2. Compute the first part of the denominator: $n \sum X^2 - (\sum X)^2 = 6 \times 219 - 33^2$

3. Compute the second part of the denominator: $n \sum Y^2 - (\sum Y)^2 = 6 \times 146459 - 789^2$

4. Combine the results to find $r$.

Let's calculate each part.It seems like I can’t do more advanced data analysis right now. Please try again later.

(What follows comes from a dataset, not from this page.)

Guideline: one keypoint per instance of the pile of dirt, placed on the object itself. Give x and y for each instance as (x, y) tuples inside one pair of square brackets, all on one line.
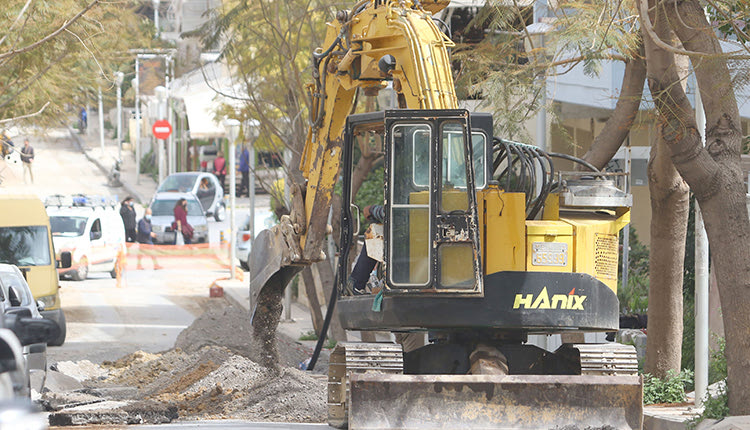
[(214, 383), (213, 372)]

However, if you'd like, I can walk you through the calculations manually so you can compute the correlation coefficient step-by-step.

Would you like a detailed breakdown of the calculation steps?

Here are some related questions that might help expand your understanding:

1. What is the correlation coefficient and why is it important in statistics?
2. How do changes in the numerator affect the correlation coefficient?
3. How would increasing the sample size (n) impact the reliability of the correlation?
4. Can you determine causation from a correlation coefficient?
5. What are other ways to measure the strength of association between two variables?

Tip: Always double-check the values and steps when calculating manually, as small errors can significantly impact the result.